Individuals who suffer from anorexia nervosa deliberately attempt to lose weight through self-starvation. Even though they may be extremely underweight, they see themselves as "fat" or are disgusted with their body image, deny any problem with their eating habits and will resist any efforts made to get them to eat or return to a more health weight.
Individuals who suffer from bulimia engage in frequent, often daily, binge eating where they eat very large amounts of food, most likely in secret. They will then try to counteract the binge by purging, which may involve self-induced vomiting, use of laxatives or prolonged fasting and exercise.
Tips for Talking to a Friend Who May Be Struggling with an Eating Disorder
If you suspect a friend or loved one has a problem with excessive exercising or eating disorders, gently express your concern in a loving and supportive way. It is important to have the conversation early on, rather than waiting until the effects on an eating disorder have escalated. Take some time to prepare yourself by learning about eating disorders and resources that are available.
- Setting: Make sure to set up ample time for a private conversation in a quiet location. You do not want to spring the topic and rush.
- Share: Be respectful and share your concerns openly and honestly in a caring, supportive way. Offer specific examples of when you felt concerned about your friend’s eating or exercise behaviors.
- Refer: Indicate that there could be a problem that needs professional attention. Suggest that your friend consults with a counselor, doctor, nutritionist or other health professional who is knowledgeable about eating disorders. Offer to help them schedule an appointment and/or come with them for support.
- Don’t Argue: If your friend refuses to acknowledge that there is a problem, or any reason for you to be concerned, gently reiterate your feelings and concerns and leave yourself open and available as a supportive listener.

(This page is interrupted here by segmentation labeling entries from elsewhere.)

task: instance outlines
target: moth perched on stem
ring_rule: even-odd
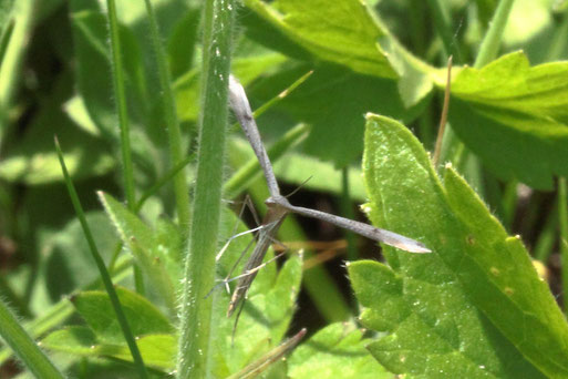
[[[410,253],[431,253],[431,250],[422,243],[404,237],[400,234],[381,229],[364,223],[352,221],[349,218],[335,216],[326,212],[295,206],[280,194],[280,187],[276,181],[270,160],[260,139],[257,124],[252,116],[252,111],[248,102],[245,89],[233,75],[229,80],[229,102],[235,116],[237,117],[242,131],[245,132],[250,146],[260,163],[260,167],[265,174],[270,197],[266,199],[268,212],[259,228],[258,243],[252,254],[239,275],[237,286],[233,293],[227,316],[230,317],[237,307],[242,307],[246,295],[250,288],[250,284],[255,279],[258,269],[261,267],[262,259],[270,244],[276,240],[276,235],[283,219],[289,213],[297,213],[302,216],[318,218],[342,228],[352,231],[364,237],[371,238],[383,244],[394,246]],[[240,311],[239,311],[240,313]],[[238,316],[237,316],[238,320]]]

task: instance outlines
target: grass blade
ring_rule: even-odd
[[[101,254],[99,254],[99,249],[96,248],[96,244],[94,242],[93,235],[91,234],[91,229],[89,228],[89,224],[86,223],[86,218],[83,213],[83,207],[81,206],[81,203],[79,201],[79,196],[76,194],[73,182],[71,181],[71,177],[69,176],[69,172],[65,166],[65,162],[63,160],[63,153],[61,152],[61,147],[59,145],[59,141],[56,137],[55,137],[55,150],[58,151],[59,162],[61,164],[61,170],[62,170],[63,176],[65,178],[65,185],[68,187],[69,195],[71,197],[71,202],[73,203],[73,207],[75,208],[75,213],[79,217],[79,221],[80,221],[83,232],[85,234],[85,238],[89,243],[89,247],[90,247],[91,254],[93,256],[93,259],[96,264],[96,267],[99,268],[99,272],[101,273],[101,279],[103,280],[104,288],[106,289],[106,293],[109,294],[109,298],[111,299],[111,303],[113,305],[114,311],[116,314],[116,319],[118,320],[118,324],[121,325],[122,332],[124,335],[124,339],[126,340],[126,344],[128,345],[128,348],[131,350],[132,358],[134,360],[134,365],[136,366],[136,369],[138,370],[140,377],[147,378],[148,375],[146,372],[144,361],[142,360],[142,356],[140,354],[136,341],[134,340],[134,336],[128,326],[128,321],[126,320],[126,316],[124,316],[124,311],[122,309],[121,301],[118,300],[118,296],[116,295],[116,290],[114,289],[113,283],[111,280],[111,275],[106,270],[104,260],[101,257]]]
[[[177,120],[176,103],[174,98],[174,91],[172,89],[172,79],[169,76],[169,70],[166,61],[166,53],[164,47],[159,40],[159,31],[156,22],[156,16],[149,0],[145,0],[146,11],[149,20],[149,35],[152,44],[154,47],[154,53],[156,55],[157,69],[159,74],[159,84],[162,86],[162,99],[164,106],[164,114],[166,121],[166,130],[169,137],[169,158],[173,166],[178,165],[183,162],[182,151],[182,132],[179,130],[179,121]],[[182,226],[182,231],[187,231],[189,225],[189,187],[187,186],[187,180],[185,170],[180,170],[174,176],[174,192],[176,196],[176,209],[178,223]],[[184,240],[187,237],[187,233],[184,233]]]

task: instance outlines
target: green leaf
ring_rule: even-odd
[[[197,40],[197,27],[199,25],[200,11],[190,10],[175,25],[167,42],[169,55],[169,70],[172,78],[177,78],[192,68],[195,42]]]
[[[504,178],[551,188],[568,175],[568,63],[529,66],[521,52],[452,83],[450,121],[457,135]]]
[[[116,293],[134,337],[174,331],[168,319],[147,299],[124,287],[116,287]],[[106,293],[82,291],[73,296],[71,301],[96,336],[96,340],[126,346]]]
[[[385,31],[361,1],[246,0],[245,4],[317,60],[379,78],[396,78],[378,40]],[[257,35],[262,40],[262,35]]]
[[[73,43],[76,54],[75,80],[80,95],[89,114],[107,137],[116,137],[115,112],[112,96],[111,57],[107,47],[105,16],[99,11],[72,12]],[[121,29],[121,48],[124,50],[124,69],[127,98],[131,101],[134,120],[140,120],[147,110],[144,82],[144,65],[137,41],[128,29]],[[134,106],[135,105],[135,106]]]
[[[171,334],[143,336],[136,340],[144,363],[169,371],[174,368],[177,340]],[[97,340],[89,328],[69,327],[50,334],[41,345],[50,350],[83,357],[113,357],[132,362],[132,355],[125,344],[111,345]]]
[[[251,89],[252,98],[268,100],[307,71],[306,66],[280,70]],[[354,73],[351,70],[319,65],[301,88],[286,96],[277,107],[311,124],[306,141],[308,153],[344,167],[363,151],[364,119],[369,111],[389,114],[406,122],[415,119],[427,99],[406,109],[393,80]],[[262,125],[262,120],[259,121]]]
[[[110,260],[109,255],[114,250],[117,239],[109,218],[101,211],[90,212],[85,217],[100,252],[106,253],[104,258]],[[99,278],[78,218],[60,228],[42,246],[45,264],[40,277],[44,277],[52,300],[59,300]]]
[[[390,331],[373,355],[428,378],[568,377],[568,325],[520,240],[451,167],[442,184],[400,123],[369,115],[365,144],[371,219],[433,250],[350,266],[363,322]]]
[[[529,39],[541,33],[552,23],[550,7],[555,0],[517,0],[503,34],[503,42],[507,44],[527,43]]]
[[[299,346],[288,359],[290,378],[393,378],[365,349],[353,324],[331,324]]]
[[[109,173],[115,164],[109,146],[76,127],[61,111],[68,96],[66,80],[58,82],[23,137],[7,148],[0,161],[0,178],[9,182],[41,185],[62,181],[58,155],[53,148],[56,134],[64,158],[74,180]]]
[[[121,239],[128,246],[143,273],[151,279],[159,298],[169,311],[175,314],[175,286],[182,277],[178,262],[182,249],[179,235],[172,235],[169,242],[165,243],[163,236],[158,238],[156,232],[111,195],[100,193],[100,198]]]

- Don’t Blame: Avoid shaming, blaming or quilting your friend into action. Try not to use accusatory "you" statements such as, "You just need to eat" or "You are acting irresponsibly." Instead, use "I" statements. For example: "I’m worried about you because you refuse to eat breakfast or lunch."

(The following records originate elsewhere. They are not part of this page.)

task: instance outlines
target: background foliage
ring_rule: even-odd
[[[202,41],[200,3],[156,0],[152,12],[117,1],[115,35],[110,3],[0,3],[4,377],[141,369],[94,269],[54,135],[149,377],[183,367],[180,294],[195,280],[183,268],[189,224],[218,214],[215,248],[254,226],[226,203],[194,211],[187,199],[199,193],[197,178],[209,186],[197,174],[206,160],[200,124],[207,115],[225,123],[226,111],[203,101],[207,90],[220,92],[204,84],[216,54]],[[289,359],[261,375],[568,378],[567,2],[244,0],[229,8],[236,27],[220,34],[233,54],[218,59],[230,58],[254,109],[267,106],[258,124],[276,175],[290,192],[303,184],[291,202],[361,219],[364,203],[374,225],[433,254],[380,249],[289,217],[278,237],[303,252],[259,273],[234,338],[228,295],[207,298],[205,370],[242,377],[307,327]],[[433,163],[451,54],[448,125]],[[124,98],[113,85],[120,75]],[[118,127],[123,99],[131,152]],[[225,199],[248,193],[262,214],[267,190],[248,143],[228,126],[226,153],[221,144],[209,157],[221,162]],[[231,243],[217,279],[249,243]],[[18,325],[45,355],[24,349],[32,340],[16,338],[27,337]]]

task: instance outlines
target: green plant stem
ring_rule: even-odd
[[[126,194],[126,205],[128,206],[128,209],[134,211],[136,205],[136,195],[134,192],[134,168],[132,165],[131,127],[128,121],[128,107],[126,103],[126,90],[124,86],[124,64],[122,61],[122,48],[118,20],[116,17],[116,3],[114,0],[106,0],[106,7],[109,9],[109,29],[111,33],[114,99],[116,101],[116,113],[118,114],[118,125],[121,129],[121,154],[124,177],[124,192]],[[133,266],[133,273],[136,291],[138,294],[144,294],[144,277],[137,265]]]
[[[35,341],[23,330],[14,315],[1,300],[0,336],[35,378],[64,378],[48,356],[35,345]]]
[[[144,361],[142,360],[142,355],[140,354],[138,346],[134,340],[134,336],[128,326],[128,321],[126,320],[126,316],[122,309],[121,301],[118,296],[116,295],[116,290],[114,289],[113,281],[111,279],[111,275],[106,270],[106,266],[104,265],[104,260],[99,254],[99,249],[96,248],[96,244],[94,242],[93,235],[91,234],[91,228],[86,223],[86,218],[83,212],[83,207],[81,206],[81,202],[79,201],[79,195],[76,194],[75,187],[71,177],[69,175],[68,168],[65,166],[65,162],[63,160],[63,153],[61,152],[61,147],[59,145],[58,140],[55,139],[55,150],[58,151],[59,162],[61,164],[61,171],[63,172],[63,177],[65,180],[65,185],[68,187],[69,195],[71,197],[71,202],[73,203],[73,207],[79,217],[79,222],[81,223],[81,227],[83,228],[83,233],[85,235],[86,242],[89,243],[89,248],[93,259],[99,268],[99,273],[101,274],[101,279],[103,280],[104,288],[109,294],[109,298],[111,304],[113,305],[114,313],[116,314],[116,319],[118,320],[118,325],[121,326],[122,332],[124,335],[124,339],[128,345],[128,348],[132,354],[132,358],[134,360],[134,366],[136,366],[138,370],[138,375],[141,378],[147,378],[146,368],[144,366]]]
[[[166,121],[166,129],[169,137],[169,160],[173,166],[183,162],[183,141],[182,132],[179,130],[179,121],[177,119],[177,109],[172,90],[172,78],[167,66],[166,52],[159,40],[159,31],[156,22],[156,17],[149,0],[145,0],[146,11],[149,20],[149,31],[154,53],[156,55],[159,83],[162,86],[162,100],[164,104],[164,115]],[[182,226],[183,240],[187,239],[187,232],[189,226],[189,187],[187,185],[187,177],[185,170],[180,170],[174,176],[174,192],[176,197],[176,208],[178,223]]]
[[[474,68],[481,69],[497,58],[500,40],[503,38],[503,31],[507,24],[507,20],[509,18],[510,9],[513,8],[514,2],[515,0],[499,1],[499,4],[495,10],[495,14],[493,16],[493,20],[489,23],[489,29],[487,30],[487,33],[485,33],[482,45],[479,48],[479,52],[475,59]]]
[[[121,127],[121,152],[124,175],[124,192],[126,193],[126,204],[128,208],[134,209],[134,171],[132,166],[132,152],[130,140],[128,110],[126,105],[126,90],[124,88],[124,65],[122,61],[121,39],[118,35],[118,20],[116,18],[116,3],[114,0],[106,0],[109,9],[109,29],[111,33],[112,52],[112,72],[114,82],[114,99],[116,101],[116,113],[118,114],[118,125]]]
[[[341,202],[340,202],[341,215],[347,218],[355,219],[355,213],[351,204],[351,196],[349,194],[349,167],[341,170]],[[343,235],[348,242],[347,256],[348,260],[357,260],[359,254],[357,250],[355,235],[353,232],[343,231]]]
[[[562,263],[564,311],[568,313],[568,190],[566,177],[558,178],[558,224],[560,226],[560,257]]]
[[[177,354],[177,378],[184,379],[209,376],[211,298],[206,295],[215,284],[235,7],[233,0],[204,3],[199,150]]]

- Don’t Simplify: Eating disorders are complex. Your friend likely has to deal with a lot already. Avoid giving simple solutions such as, "If you’d just eat, then everything would be fine!"
- Stay Put: Continue expressing support for your friend. Remind them that you care and want them to be healthy and happy.
If you think you have an eating problem and consider seeking help, you may begin by reaching out to one of HEART’s providers or attending a workshop. HEART is available to help you with nutrition, medical and psychological information and care. There are also referral options for treatment outside the scope of services at Bucknell.
Students can also check out the National Eating Disorders Association website for general information and a referral network to help locate treatment providers in other areas.